How severe does this issue affect your experience of using Ray?

  • High: It blocks me to complete my task.

I am using Ray 2.2.0. I have two questions:

  1. Is there an easy way to get some logs out of the autoscaler? Specifically debug logs from resource_demand_scheduler. I started a cluster with ray up, then attached and manually edited the monitor.py file for autoscaler to have default --logging-level of debug. That was a bit cumbersome.

  2. On an AWS cluster with multiple node types I am stuck in an endless loop of trying and failing to schedule nodes of the same type. It looks to me like NodeAvailabilityRecord.is_available isn’t even being read anywhere, so it’s no surprise that the autoscaler can’t react to the node type not being available. Is this correct?

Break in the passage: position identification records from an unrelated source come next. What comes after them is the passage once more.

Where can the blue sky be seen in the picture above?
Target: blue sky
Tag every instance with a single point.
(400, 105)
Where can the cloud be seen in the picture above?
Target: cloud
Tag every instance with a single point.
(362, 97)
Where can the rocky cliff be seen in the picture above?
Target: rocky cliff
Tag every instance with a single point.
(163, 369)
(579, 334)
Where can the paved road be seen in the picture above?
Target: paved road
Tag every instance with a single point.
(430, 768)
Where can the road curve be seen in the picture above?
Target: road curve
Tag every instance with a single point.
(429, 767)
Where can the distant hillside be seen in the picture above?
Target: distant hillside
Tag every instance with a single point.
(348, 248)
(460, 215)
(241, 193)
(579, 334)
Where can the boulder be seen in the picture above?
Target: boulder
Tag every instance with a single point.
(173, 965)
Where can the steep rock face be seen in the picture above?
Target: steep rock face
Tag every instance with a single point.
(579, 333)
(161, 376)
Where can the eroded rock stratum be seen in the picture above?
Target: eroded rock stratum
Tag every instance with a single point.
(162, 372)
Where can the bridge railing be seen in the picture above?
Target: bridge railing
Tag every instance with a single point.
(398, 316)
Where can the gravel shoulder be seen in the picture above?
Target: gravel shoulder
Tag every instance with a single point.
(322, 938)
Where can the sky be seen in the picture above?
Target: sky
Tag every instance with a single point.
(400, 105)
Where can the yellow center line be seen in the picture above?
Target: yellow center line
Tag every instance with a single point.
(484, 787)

Digging a bit deeper, it seems like a custom utilization scorer which actually leverages the node_availability_summary would be able to downweight node types which have failed to schedule recently?

It’s currently expected behavior to keep retrying the same node type until it becomes available again in the future.

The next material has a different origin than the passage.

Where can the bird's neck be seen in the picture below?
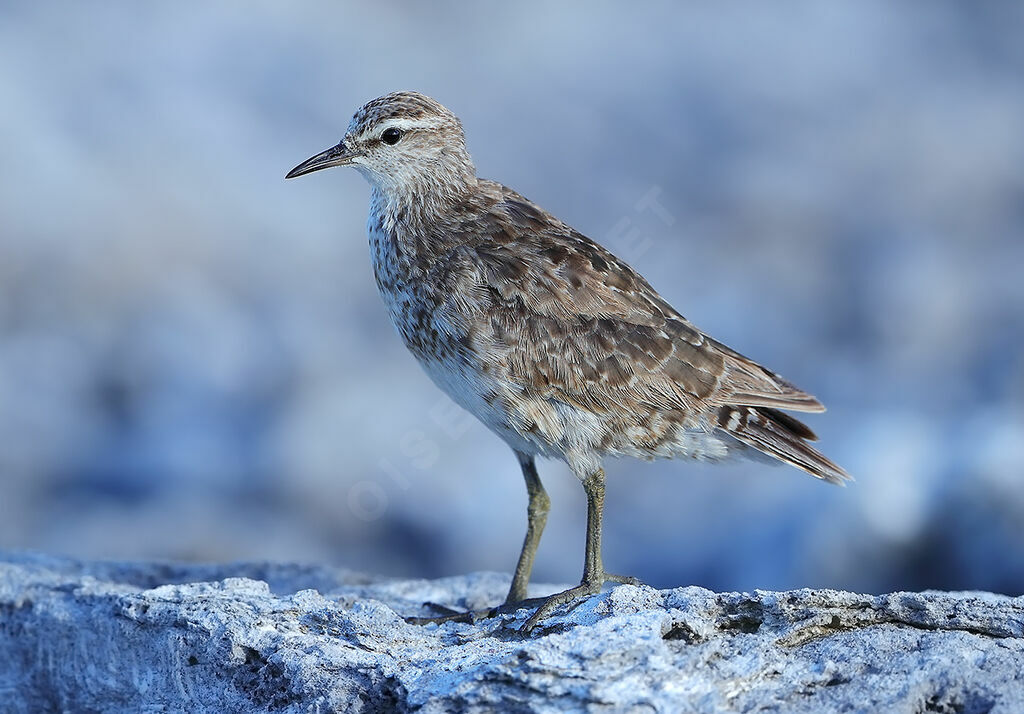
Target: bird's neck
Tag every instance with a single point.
(413, 209)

So would something like this work? Yes, I know I am using a few internal bits here…

from ray.autoscaler._private import node_provider_availability_tracker
from ray.autoscaler._private import util
from ray.autoscaler._private.resource_demand_scheduler import _default_utilization_scorer


def utilization_scorer(
    node_resources: util.ResourceDict,
    resources: list[util.ResourceDict],
    node_type: str,
    *,
    node_availability_summary: node_provider_availability_tracker.NodeAvailabilitySummary,
):
    if (
        (availability := node_availability_summary.node_availabilities.get(node_type))
        and not availability.is_available
    ):
        return None

    return _default_utilization_scorer(node_resources, resources, node_type, node_availability_summary=node_availability_summary)

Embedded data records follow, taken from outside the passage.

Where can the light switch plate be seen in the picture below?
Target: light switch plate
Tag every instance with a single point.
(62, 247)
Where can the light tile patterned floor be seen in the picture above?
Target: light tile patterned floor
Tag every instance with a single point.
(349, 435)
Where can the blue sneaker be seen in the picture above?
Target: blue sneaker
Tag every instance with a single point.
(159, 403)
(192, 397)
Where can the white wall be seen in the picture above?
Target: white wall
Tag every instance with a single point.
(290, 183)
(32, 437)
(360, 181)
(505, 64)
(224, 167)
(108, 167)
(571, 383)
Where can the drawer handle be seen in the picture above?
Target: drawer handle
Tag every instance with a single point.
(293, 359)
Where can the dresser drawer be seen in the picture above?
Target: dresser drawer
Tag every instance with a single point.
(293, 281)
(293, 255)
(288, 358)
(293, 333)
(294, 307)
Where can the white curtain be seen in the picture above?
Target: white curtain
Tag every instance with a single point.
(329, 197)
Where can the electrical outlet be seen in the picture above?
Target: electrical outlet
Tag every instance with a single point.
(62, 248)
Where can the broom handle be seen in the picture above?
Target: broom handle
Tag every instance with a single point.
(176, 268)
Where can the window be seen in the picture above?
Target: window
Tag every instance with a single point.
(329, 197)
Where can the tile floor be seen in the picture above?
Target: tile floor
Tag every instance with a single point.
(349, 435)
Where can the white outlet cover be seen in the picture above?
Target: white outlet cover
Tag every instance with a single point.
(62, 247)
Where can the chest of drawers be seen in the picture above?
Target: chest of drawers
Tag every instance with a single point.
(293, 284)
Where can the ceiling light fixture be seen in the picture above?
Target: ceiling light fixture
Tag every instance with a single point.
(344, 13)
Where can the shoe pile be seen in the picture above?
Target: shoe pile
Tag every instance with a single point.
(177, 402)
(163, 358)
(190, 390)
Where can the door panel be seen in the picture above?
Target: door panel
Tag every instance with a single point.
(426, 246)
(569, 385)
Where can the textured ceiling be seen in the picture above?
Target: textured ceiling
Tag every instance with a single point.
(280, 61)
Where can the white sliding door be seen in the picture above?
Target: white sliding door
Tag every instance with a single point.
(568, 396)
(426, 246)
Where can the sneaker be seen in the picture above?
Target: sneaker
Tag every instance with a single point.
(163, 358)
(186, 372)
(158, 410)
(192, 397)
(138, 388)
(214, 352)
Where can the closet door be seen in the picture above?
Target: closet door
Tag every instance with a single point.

To answer my own question, yes this works.

If anyone else runs into the same issue and wants a resolution, the code above along with something like the following in your cluster_config.yaml should do the trick.

head_start_ray_commands:
    - ray stop
    - ulimit -n 65536; env RAY_AUTOSCALER_UTILIZATION_SCORER=library.module.with.utilization_scorer ray start --head --port=6379 --object-manager-port=8076 --autoscaling-config=~/ray_bootstrap_config.yaml --dashboard-host=0.0.0.0

The result, when I gave the cluster some tasks to run, looked like

(scheduler +7s) Failed to launch 2 node(s) of type ray_worker_1. (InsufficientInstanceCapacity): There is no Spot capacity available that matches your request.
(scheduler +12s) Failed to launch 2 node(s) of type ray_worker_2. (InsufficientInstanceCapacity): There is no Spot capacity available that matches your request.
(scheduler +17s) Failed to launch 2 node(s) of type ray_worker_3. (SpotMaxPriceTooLow): Your Spot request price of X is lower than the minimum required Spot request fulfillment price of Y.
(scheduler +22s) Adding 2 node(s) of type ray_worker_4.

Presumably the node types which failed will be tried again, after the ttl of their status is over. This is controlled by AUTOSCALER_NODE_AVAILABILITY_MAX_STALENESS_S which defaults to 30 minutes (please correct me if I am wrong).

Now I’d like to get the autoscaler to attempt to schedule partial requests. That is, if I have max_workers as 5, I want it to try to schedule one at a time for a given node type rather than 5 directly, in case only some capacity is available.

If anyone has any ideas, let me know.

Looks like AUTOSCALER_MAX_LAUNCH_BATCH might be what I need.